Cinema com Rapadura

OPINIÃO   sexta-feira, 01 de fevereiro de 2008

Onde os Fracos Não Têm Vez

"Onde os Fracos Não Têm Vez" realiza uma interessante metáfora sobre a caça. Os papéis de caça e caçador são invertidos e compartilhados entre três atores talentosos, Josh Brolin, Javier Bardem e Tommy Lee Jones. São eles que sustentam a trama extremamente sutil escrita por Joel e Ethan Coen.

A tradução do título de “No Country For Old Men” não poderia ser mais pertinente. “Onde os Fracos Não Têm Vez” é um das raras exceções em que a versão brasileira de um título cinematográfico é correta e perfeitamente cabível. “Onde os Fracos Não Têm Vez” é uma metáfora consistente da lei da selva, na qual é sempre o mais forte quem sobrevive.

Josh Brolin é um caçador. Seu primeiro momento em cena é altamente explicativo. Calmamente, o personagem Llewelyn Moss espera o melhor momento para atirar e abater um veado que não desconfia de seu destino enquanto pasta com seu bando. O tiro a distância não é fatal, mas Moss procura pelo rastro de sangue, esperando encontrar o corpo.

O que ele encontra, entretanto, é um grupo de corpos humanos por todo lado, uma chacina. Usando suas habilidades de caçador, Moss segue as pistas para encontrar o único sobrevivente do homicídio. Nos braços de um homem morto está uma maleta repleta de dinheiro, objeto que o protagonista pega, sem hesitar, como uma recompensa por sua caça impecável.

Moss comete o erro de retornar ao local do crime, arrependido de não ter ajudado um homem moribundo. É nesse momento que o caçador se torna presa e um homem muito mais cruel e determinado entra em cena.

Anton Chigurh, brilhantemente interpretado por Javier Bardem, mata sem piedade. Diferente de Moss, não hesita em eliminar qualquer obstáculo que possa surgir em seu caminho e seu principal objetivo é recuperar o dinheiro que deveria estar em sua posse desde o assassinato múltiplo no deserto.

Enquanto Moss foge da ameaça de Chigurh, o xerife Bell, interpretado por Tommy Lee Jones, também conduz sua própria caçada, em uma tentativa desesperada de impedir mais mortes do que já foram causadas.
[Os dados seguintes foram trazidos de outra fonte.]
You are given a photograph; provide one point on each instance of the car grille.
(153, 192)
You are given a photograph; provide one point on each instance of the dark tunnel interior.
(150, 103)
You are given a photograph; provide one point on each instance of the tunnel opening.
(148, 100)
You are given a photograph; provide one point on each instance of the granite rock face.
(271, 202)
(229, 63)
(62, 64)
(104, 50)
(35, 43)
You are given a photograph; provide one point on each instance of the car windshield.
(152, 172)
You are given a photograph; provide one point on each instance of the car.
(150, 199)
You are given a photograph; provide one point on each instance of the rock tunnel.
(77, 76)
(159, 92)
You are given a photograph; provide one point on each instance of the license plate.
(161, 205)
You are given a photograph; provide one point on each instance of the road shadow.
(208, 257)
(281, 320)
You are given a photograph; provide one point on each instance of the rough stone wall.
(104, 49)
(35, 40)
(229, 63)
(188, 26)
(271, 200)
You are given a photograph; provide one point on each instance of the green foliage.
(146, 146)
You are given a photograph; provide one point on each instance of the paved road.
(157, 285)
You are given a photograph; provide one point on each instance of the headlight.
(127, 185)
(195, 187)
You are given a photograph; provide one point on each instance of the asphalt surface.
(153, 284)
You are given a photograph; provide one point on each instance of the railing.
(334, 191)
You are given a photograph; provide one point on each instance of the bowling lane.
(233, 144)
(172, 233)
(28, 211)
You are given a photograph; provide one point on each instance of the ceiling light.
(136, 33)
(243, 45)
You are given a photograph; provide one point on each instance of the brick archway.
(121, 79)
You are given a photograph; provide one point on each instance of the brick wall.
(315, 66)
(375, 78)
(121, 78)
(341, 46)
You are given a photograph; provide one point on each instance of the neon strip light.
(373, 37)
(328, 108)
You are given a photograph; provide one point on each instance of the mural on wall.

Como muitas obras modernas, “Onde os Fracos Não Têm Vez” é um conto de perseguição, mas se destaca por construir com facilidade diferentes personalidades que compõem o cenário da selva humana, onde os fracos não têm vez. O trabalho realizado por Josh Brolin, Javier Bradem e Tommy Lee Jones é brilhante e, devido aos três atores, a longa jornada de caçadores e presas, constantemente trocando de papel, se torna suportável, agradável e interessante.

O filme tem o defeito de se arrastar por longos diálogos e seqüências aparentemente sem sentido. Joel e Ethan Coen apostam muito no diálogo e reduzem as cenas de ação a momentos de extrema violência com um realismo gráfico impressionante. A solução torna grande parte das duas horas de projeção bastante exaustiva.

A elaboração de todos os personagens que são impressos na tela grande é realista e, portanto, identificável. Protagonista e coadjuvantes são maus em sua natureza e, como demonstra o título do filme, lutam por sua sobrevivência na crueldade de seus atos. É Javier Bardem, entretanto, quem carrega a pior das personalidades e exprime em seu olhar uma maldade profunda, de razões delinqüentes, inexplicáveis.

Chigurh é a figura forte que determina a fraqueza de outros homens corajosos que cruzam seu caminho. É ele quem dita as regras de violência perpetuadas durante as duas horas da produção. Moss reconhece em seu adversário um desafio intransponível e, como um animal acuado, se recusa a enfrentar de frente seu caçador.

O longa-metragem dos irmãos Coen tem poucas falhas e se sustenta por uma história intrigante e um elenco competente. O que muitos criticaram foi a inexistência de um final palpável, mas, acredite, a conclusão está lá, na maestria das entrelinhas e na fantástica sutileza de atuações.

Fica evidente que o grande mérito de “Onde os Fracos Não Têm Vez” é um grupo de personagens muito bem elaborados e o desempenho impressionante de seus intérpretes. Para entender não só o final do longa-metragem, mas também todas as coisas não ditas pelos fracos e fortes, é preciso aprender a olhar nos olhos raivosos de Javier Bardem, na piedade cansada de Tommy Lee Jones e no medo de Josh Brolin.